Remember how last year at the All-Star break, nearly all of the division leaders were “big spenders” while the cheap (frugal, thrifty, whatever you want to use) teams were basically in the cellar? That’s not quite the case this year. Two division leaders (Texas, San Diego) have incredibly low payrolls. Two others (Atlanta, Cincinnati) have “medium*” payrolls, and the other two (Yankees, White Sox) spend “lavishly**.” But before this turns into a “no need for a salary cap” discussion, check out where the rest of the Top 10 spenders are – with the exception of the Cubs and Mariners, all are lurking just five games back of the division leader.
1st place teams, and their payrolls
NY Yankees, AL East, 1st, $206 million
Chicago White Sox AL Central, 7th, $108 million
Texas Rangers, AL West, 27th, $55 million
Atlanta Braves, NL East, 15th, $84 million
Cincinnati Reds, NL Central, 19th, $72 million
San Diego Padres, NL West, 29th, $37 million
The rest of the big spenders are lurking, dangerously. And with 75 games left, it wouldn’t surprise us if five of these division leaders (everyone but the Yankees) weren’t able to hold on. As a reminder, scientific data has shown that the more you spend, the better your chances are for reaching the postseason. USA Today mentioned it earlier this year.

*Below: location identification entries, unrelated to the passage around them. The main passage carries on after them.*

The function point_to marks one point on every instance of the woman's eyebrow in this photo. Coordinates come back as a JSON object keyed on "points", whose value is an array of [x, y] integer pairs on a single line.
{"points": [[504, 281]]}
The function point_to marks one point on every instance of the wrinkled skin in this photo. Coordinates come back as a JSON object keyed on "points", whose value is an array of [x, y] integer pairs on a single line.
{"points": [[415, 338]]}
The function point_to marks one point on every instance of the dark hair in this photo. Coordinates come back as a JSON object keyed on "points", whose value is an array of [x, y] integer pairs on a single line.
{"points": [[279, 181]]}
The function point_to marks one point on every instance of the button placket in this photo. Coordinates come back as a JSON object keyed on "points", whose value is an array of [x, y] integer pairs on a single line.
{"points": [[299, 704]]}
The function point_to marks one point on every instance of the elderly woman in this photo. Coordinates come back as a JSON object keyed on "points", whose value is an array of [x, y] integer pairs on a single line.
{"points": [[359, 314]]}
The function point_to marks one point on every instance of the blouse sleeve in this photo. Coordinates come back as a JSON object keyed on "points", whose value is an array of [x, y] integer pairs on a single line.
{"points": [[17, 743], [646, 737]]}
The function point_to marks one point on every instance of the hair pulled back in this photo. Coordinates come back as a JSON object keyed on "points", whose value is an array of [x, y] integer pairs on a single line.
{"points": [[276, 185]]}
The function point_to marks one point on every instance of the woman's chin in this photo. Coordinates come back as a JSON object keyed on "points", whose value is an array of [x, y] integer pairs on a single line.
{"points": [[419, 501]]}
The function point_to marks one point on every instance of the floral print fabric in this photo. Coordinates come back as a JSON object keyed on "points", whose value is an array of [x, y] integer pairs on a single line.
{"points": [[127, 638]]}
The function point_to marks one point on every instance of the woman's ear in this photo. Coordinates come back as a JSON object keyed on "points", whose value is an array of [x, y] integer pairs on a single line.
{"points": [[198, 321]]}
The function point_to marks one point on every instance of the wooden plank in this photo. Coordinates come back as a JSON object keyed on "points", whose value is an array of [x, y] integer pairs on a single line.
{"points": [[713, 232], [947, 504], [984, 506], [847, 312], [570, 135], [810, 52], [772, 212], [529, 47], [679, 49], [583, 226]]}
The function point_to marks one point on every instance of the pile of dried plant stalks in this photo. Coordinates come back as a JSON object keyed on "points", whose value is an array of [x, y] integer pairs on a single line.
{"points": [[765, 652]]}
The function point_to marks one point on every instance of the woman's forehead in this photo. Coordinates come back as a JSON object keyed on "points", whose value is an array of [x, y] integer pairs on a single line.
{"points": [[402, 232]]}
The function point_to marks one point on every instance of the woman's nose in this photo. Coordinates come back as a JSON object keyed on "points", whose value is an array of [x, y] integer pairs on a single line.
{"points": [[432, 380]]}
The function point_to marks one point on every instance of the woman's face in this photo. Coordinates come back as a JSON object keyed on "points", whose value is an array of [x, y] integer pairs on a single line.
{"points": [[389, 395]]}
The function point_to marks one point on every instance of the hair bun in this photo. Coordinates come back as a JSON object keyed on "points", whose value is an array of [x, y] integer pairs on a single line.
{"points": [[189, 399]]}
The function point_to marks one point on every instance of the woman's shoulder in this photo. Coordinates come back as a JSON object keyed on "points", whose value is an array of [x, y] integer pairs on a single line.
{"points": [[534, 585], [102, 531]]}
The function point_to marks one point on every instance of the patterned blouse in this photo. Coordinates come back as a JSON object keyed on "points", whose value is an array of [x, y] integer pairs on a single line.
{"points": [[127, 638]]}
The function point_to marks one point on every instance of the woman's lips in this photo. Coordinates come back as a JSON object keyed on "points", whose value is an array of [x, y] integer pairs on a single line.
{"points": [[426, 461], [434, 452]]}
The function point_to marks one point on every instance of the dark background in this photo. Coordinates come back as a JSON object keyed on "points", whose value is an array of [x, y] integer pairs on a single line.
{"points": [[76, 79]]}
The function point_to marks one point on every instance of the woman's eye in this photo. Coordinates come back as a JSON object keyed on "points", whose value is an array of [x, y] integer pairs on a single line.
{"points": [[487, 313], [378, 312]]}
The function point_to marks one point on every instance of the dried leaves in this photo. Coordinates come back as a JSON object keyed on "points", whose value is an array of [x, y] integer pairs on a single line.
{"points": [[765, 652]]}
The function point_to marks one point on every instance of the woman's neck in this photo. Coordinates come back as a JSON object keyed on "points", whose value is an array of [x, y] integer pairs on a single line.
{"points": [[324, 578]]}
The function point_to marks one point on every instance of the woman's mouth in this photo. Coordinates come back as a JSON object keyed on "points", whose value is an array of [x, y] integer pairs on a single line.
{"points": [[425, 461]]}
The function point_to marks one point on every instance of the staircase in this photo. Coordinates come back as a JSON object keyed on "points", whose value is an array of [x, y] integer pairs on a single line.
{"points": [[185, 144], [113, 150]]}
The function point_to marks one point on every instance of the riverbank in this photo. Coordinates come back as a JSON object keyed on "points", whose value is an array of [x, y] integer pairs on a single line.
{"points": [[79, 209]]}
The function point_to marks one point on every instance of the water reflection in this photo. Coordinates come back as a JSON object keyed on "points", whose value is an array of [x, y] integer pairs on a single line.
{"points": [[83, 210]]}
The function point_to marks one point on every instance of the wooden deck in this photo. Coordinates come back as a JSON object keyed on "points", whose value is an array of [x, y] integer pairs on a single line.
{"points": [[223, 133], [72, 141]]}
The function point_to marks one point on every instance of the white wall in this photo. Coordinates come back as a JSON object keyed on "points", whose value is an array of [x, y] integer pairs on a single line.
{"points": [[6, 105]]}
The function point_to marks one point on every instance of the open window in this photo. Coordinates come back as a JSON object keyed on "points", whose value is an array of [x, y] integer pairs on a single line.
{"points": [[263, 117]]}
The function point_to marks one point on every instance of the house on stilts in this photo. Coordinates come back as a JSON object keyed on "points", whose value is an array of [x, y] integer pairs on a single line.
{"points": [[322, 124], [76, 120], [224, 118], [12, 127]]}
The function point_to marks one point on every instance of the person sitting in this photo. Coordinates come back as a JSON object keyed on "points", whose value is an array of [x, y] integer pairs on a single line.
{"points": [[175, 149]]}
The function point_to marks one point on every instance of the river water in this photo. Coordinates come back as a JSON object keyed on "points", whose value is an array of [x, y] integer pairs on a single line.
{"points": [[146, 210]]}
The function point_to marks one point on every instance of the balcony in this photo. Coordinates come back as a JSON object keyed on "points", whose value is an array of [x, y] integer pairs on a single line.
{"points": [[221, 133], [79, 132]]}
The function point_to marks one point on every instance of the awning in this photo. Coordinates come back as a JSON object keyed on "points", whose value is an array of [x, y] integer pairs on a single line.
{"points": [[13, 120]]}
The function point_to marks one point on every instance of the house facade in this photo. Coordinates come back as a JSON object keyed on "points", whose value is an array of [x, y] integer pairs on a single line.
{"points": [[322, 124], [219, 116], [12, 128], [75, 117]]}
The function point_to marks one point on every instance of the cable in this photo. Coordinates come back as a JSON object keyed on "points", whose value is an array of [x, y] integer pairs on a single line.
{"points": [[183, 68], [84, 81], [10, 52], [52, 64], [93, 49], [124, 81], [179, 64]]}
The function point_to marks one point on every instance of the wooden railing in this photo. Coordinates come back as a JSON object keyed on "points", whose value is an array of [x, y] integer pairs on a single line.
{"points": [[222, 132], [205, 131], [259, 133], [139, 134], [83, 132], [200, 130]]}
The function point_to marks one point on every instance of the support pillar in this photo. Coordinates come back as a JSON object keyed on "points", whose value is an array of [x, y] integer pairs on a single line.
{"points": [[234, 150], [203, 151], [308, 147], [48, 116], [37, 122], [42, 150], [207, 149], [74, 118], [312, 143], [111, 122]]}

2. Boston, AL East, 5 games back, $162 million
3. Chicago, NL Central, 9.5 games back, $146 million
4. Philadelphia, NL East, 4.5 games back, 141 million
5. New York, NL East 4 games back, $132 million
6. Detroit, AL Central 1/2 game back, $122 million
8. Anaheim, AL West 4.5 games back, $105 million
9. Seattle, AL West 15 games back, $98 million
10. San Francisco, NL West, 4 games back, $97 million
* Medium. A team that is ranked 11-20th in payroll.
**Lavish. A team that is ranked 1-10th in payroll.